Un autre article du texte crée la possibilité d’effectuer un contrat d’apprentissage dans les entreprises d’intérim. Là encore, si l’opportunité pour l’entreprise est évidente, elle l’est beaucoup moins pour l’apprenti, qui doit être engagé dans une mission longue et formatrice de un à trois ans, ce qui ne correspond nullement à la vocation de l’intérim.
La proposition de loi prévoit également la possibilité de renouveler une fois un contrat de professionnalisation à durée déterminée, alors que ce dernier peut déjà durer douze mois, et jusqu’à vingt-quatre mois dans certains cas. Où est l’amélioration ? Cela revient à créer des contrats précaires pouvant durer jusqu’à quarante-huit mois, en dehors de la législation du travail concernant les CDD ; autrement dit, on aura des CDD sans les garanties qui y sont liées ! C’est ce que font d’ailleurs souvent les entreprises qui prolongent les contrats d’apprentissage.
Nous sommes également opposés à la possibilité d’effectuer un contrat de professionnalisation chez un simple particulier employant un salarié pour ses besoins personnels : services à la personne, travaux du bâtiment, etc. En effet, le manque d’encadrement et de contrôle sur ce type d’emplois en fait la voie royale vers tous les abus.
Avec de tels emplois, vous en conviendrez, des conditions comme le nombre d’heures de travail par semaine ou l’objectif de formation risquent fort de ne pas être remplies. Le particulier, qui n’est employeur que ponctuellement et à hauteur de ses besoins, ne saurait contribuer à la formation. Qui peut se persuader du contraire ?
L’objectif de cette mesure est clair : favoriser les particuliers employeurs, avec des embauches à moindre coût, en faisant se succéder les apprentis.

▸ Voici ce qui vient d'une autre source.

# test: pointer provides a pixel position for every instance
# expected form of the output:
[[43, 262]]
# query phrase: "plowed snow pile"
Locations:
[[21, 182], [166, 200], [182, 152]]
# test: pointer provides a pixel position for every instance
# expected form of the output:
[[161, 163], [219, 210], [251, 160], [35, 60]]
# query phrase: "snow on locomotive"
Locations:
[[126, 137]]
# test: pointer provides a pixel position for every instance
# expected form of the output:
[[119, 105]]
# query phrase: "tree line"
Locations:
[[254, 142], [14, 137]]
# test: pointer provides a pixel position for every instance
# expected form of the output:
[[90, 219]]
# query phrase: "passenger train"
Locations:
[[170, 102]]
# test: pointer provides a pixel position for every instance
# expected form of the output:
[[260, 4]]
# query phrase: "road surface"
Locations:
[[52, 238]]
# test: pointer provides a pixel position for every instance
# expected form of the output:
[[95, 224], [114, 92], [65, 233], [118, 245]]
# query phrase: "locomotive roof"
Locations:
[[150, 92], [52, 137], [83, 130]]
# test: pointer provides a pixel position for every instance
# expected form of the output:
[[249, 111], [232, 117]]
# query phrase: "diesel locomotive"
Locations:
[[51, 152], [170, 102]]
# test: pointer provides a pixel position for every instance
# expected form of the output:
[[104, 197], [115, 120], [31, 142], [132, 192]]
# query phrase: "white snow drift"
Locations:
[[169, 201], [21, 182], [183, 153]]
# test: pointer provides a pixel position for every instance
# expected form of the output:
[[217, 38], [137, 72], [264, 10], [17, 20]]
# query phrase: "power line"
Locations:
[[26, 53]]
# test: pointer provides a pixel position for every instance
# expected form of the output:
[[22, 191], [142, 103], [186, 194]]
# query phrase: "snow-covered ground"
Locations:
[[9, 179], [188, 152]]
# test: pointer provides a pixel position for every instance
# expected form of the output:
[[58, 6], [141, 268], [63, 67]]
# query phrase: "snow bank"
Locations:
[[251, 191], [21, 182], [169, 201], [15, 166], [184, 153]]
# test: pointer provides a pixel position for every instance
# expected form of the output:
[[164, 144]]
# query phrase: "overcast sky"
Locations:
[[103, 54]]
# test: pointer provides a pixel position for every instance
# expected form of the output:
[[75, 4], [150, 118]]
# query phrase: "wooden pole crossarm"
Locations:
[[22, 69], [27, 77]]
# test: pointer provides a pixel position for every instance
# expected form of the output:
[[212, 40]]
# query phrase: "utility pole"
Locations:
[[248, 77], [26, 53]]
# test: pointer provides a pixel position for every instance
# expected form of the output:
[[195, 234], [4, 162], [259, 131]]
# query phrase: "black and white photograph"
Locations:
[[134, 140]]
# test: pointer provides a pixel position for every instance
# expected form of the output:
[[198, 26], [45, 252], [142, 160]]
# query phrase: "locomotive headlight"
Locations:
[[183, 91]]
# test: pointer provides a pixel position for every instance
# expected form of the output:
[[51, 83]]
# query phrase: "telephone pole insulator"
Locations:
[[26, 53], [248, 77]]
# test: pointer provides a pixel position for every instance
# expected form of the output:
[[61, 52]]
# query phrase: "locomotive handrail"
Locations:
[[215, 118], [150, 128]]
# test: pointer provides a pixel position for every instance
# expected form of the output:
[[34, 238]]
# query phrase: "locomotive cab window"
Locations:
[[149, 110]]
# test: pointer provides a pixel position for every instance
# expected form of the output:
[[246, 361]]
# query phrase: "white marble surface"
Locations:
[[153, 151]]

Autre élément participant de cette logique qui tend à faire du contrat d’alternance un contrat de travail ordinaire : le fait qu’une préparation opérationnelle à l’emploi, ou POE, puisse déboucher sur l’embauche en contrat d’apprentissage. Nous y sommes opposés. En effet, la POE a pour objectif de permettre à une personne au chômage d’accéder à une formation lui permettant d’accéder ensuite à une offre de poste précise transmise à Pôle emploi. Elle doit donc déboucher sur un véritable contrat de travail répondant aux besoins de l’entreprise, et non sur de l’apprentissage.
Ce dernier ne doit pas être considéré comme un contrat de travail banalisé et, surtout, ne doit pas représenter pour l’entreprise une alternative à une embauche réelle, certes plus coûteuse, mais constituant la seule solution envisageable au regard de la lutte contre le chômage et contre la précarité des salariés.

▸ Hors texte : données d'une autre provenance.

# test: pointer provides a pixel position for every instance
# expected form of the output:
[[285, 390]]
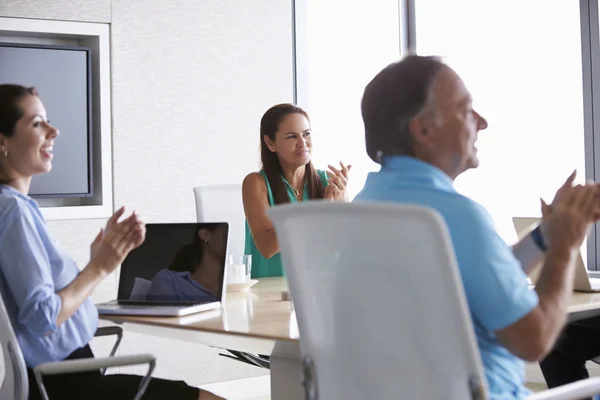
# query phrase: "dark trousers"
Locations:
[[95, 386], [579, 342]]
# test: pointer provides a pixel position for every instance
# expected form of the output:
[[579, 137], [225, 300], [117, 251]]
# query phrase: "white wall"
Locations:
[[190, 81]]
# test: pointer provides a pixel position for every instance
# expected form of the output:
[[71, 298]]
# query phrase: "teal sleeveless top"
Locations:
[[268, 267]]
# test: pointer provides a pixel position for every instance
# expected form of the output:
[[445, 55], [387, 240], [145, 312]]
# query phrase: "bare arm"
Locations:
[[109, 249], [532, 337], [78, 291], [256, 204]]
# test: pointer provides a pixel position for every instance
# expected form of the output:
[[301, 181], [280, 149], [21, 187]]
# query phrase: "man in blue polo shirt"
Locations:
[[421, 127]]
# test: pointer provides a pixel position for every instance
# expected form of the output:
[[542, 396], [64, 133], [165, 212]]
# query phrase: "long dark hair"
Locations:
[[10, 112], [191, 255], [269, 124]]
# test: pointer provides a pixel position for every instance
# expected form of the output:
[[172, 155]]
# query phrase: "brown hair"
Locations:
[[10, 112], [269, 124], [395, 96]]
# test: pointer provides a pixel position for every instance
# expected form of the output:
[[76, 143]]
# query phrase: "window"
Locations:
[[524, 69], [344, 52]]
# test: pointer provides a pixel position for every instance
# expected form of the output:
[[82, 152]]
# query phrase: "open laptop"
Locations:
[[178, 270], [582, 283]]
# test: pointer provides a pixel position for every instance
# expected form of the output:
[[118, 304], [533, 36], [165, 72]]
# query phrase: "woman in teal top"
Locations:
[[287, 176]]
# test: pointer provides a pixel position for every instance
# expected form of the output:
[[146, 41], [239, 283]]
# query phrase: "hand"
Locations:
[[112, 244], [566, 222], [547, 208], [337, 181]]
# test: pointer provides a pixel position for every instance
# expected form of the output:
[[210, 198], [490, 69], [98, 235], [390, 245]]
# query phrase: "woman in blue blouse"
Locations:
[[46, 295]]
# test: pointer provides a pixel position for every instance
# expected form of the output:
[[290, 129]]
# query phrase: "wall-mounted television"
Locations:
[[63, 77]]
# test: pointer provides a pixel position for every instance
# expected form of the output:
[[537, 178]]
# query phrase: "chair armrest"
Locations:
[[108, 330], [94, 364], [573, 391]]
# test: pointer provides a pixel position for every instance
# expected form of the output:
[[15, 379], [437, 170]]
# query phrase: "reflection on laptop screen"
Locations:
[[177, 263]]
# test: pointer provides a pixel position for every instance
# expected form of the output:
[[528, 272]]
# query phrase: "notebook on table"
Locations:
[[178, 270]]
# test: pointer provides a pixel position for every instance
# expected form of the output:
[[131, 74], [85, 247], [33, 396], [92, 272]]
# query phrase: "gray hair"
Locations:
[[399, 93]]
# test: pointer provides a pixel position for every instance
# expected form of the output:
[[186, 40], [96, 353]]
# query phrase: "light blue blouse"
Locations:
[[32, 270]]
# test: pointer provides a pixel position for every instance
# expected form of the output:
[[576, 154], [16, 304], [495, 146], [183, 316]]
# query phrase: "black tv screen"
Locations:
[[62, 76]]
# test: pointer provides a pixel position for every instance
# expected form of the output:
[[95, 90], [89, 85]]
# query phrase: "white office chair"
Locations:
[[16, 385], [223, 203], [373, 286]]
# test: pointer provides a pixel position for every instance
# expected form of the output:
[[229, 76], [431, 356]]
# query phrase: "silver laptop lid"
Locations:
[[177, 263]]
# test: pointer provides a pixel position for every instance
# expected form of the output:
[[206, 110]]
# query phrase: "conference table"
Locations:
[[260, 321]]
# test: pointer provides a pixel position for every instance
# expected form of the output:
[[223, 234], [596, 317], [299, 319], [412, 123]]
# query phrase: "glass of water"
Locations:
[[245, 260]]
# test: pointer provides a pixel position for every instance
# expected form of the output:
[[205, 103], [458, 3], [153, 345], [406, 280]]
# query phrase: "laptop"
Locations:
[[582, 283], [178, 270]]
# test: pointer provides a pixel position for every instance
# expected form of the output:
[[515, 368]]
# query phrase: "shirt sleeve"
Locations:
[[26, 268], [496, 286]]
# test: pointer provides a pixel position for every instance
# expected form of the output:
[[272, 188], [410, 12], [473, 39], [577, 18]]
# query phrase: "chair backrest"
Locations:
[[15, 385], [223, 203], [379, 302]]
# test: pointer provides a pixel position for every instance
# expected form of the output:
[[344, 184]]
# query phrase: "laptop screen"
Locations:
[[177, 263]]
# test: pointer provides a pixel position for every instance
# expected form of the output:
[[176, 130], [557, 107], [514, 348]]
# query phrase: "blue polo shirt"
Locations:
[[495, 284]]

Enfin, last but not least, cette proposition de loi crée des « sections apprentissage » permettant de faire des stages en centres de formation d’apprentis dès la troisième et abaisse parallèlement à 14 ans l’âge minimum pour souscrire un contrat d’apprentissage, au mépris de l’obligation scolaire jusqu’à 16 ans et de l’interdiction du travail des enfants.
Quant aux dispositions sur les groupements d’employeurs, elles instaurent une déréglementation totale au profit des entreprises, en permettant l’adhésion d’un employeur à deux groupements et en élargissant cette possibilité à toutes les entreprises, quelle que soit leur taille, ainsi qu’aux collectivités territoriales. Les salariés sont donc considérés comme des variables d’ajustement pour les entreprises – mais on reconnaît bien là votre façon de voir les choses ! –, qui peuvent les mettre à la disposition des autres employeurs du groupement.

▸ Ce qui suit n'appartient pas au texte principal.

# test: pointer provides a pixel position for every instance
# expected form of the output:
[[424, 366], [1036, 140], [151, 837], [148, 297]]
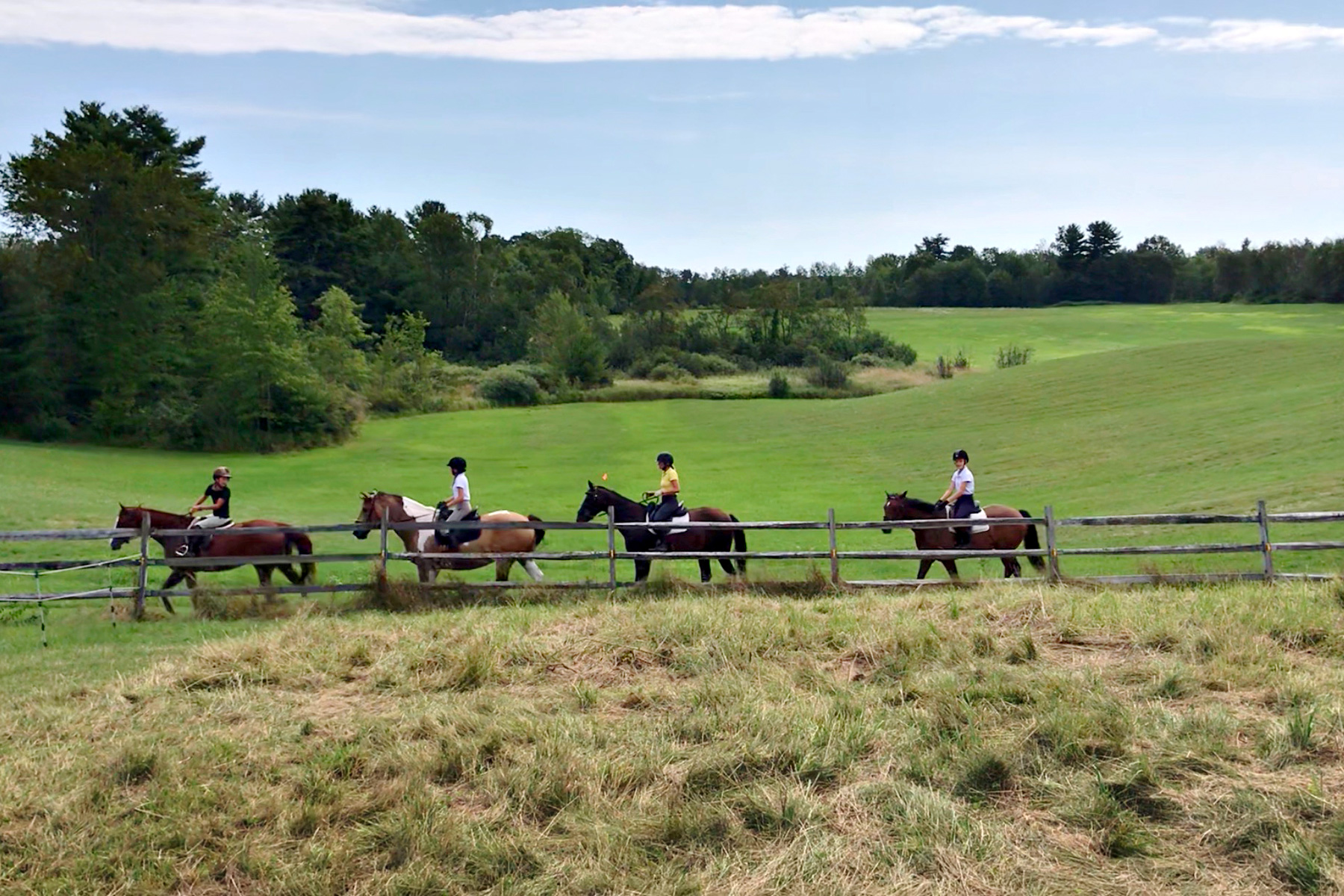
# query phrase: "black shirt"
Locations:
[[214, 494]]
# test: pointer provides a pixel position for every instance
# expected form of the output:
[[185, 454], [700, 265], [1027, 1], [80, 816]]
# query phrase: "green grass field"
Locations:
[[1058, 332], [682, 741], [1192, 426]]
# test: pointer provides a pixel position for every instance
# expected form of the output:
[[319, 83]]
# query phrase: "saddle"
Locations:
[[452, 538], [682, 514], [974, 514]]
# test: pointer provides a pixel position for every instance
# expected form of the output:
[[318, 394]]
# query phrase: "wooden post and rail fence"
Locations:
[[1051, 553]]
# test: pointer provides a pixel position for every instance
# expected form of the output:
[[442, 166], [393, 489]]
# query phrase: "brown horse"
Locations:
[[402, 509], [598, 499], [999, 538], [234, 541]]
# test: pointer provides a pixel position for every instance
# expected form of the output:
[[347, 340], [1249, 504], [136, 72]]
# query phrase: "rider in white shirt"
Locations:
[[960, 496], [458, 503]]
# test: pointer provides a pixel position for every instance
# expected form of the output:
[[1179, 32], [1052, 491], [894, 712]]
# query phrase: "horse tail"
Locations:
[[739, 543], [300, 541], [541, 534], [1033, 541]]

Mais ces salariés sont ainsi placés dans une situation de grande précarité puisque aucune obligation d’embauche en CDI n’est prévue et que le salarié mis à disposition, contrairement à l’intérimaire, ne perçoit précisément pas de prime de précarité. Une fois de plus, on rogne en modifiant le cadre juridique !
Quant à l’ouverture du groupement d’employeurs aux collectivités, elle permet, à l’évidence, de généraliser l’externalisation des emplois, au détriment des emplois publics, que vous vous êtes par ailleurs donné pour tâche de supprimer dans le cadre de la RGPP.
Enfin, les dispositions concernant les stages et le contrat de sécurisation professionnelle, sont, malgré leur titre alléchant, largement insuffisantes.
La situation des stagiaires n’est nullement améliorée. Ainsi, il n’y a pas trace, dans ce texte, de revalorisation de la gratification accordée aux apprentis ni de l’ouverture de droits à cotisation pour la retraite ou le chômage.
Le contrat de sécurisation professionnelle, quant à lui, n’est en réalité qu’un aménagement du licenciement économique. Il ne permet pas de prévenir ou d’éviter un licenciement : il ne fait qu’offrir un parcours d’accompagnement pour une reconversion. Il n’apporte aucune garantie d’emploi ultérieur. Parler de sécurisation professionnelle est donc largement exagéré !
Pour toutes ces raisons, nous voteront contre cette proposition de loi.